I must tell stories of my own. Not just any story. A great one. Then I must convince everybody. The stories will come true.

It will make me the villain, the well-intentioned demigod, the totalitarian impulse given a human face; it will make me

not a modern Prometheus, but his comic sidekick, his foolish brother, Epimetheus. Where Prometheus looks forward, Epimetheus sees only regret.

The one who must be defeated. But it’s okay. Because I will be your warning: Awake from the bad dream I bring you, avoid all the things I stand for, and …

Whoa! Whooooaaaa! Are you saying you will use your actual powers, be not just someone shouting at the wind, which would really just be adding to the wind, seeing how the voice is simply movement of air …

that’s just disgusting!

No. It’s self-sacrifice. I learned that from a superhero movie once.

It’s an everybody else-sacrifice. Would be even if you only harmed yourself. For even then, you take from those who love you things they wouldn’t have given willingly. Your vision of good and evil is just the second of those two, and theft besides.

Yeah, didn’t you get it? Didn’t you hear me? I’m the villain!

Pah. You don’t have a part to play in this at all.

But that’s the problem! Don’t you see? No one gets a part to play (the inexpertly shaved one is now weeping) or even a play to part with. We don’t even get a script anymore.

There there. It’s okay. The stories are there, only in different forms.

As sediments, that’s all. Layered like rock, brittle like glass, which is mostly made of rock anyway, transparent too. Stories aren’t mirrors anymore, but they break just as hard when you throw them.

Geology metaphors again?

Well, I’m not crying anymore, so there’s that. I might even go and get a shave.

From talking about rocks?

Rocks are nice. Heroic. Whereas villains? They’re more like particles of gas. Zig-zagging about, bumping into stuff, and if we stay too long they burn our hide.

With unbound movement goes the semblance, at least, of agency.

Didn’t you say the heroes were the ones with agency?

They used to be. Then they crystallized. That is exactly what I’m trying to get at. Today, their freedom of movement has been reigned in, brought under control, by …

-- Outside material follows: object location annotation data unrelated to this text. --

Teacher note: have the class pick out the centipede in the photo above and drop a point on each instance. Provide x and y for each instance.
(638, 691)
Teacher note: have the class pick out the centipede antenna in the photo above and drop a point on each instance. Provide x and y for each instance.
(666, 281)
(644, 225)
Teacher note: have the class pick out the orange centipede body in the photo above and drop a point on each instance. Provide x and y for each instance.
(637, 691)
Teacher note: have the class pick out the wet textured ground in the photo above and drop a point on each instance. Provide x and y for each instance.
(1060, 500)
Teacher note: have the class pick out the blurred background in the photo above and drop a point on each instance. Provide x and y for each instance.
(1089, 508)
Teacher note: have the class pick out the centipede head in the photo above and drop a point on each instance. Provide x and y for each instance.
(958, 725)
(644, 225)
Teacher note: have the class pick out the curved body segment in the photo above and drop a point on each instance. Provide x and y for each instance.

Yeah, I get it. Heroes aren’t free to break the rules anymore, make the hard choices, toe the grey areas. Brought under control by common morality.

No. Brought under control by brand awareness.

Common morality. That’s what I said.

They aren’t remotely the same!

Grey areas? That’s just one of the trends. A trope, even. Probably copyrighted to Hades and back by now. Inextricably linked, if I remember it right, to foreign wars and domestic surveillance – though surveillance, in those stories, are usually where the hero draws the line, says this is a step too far!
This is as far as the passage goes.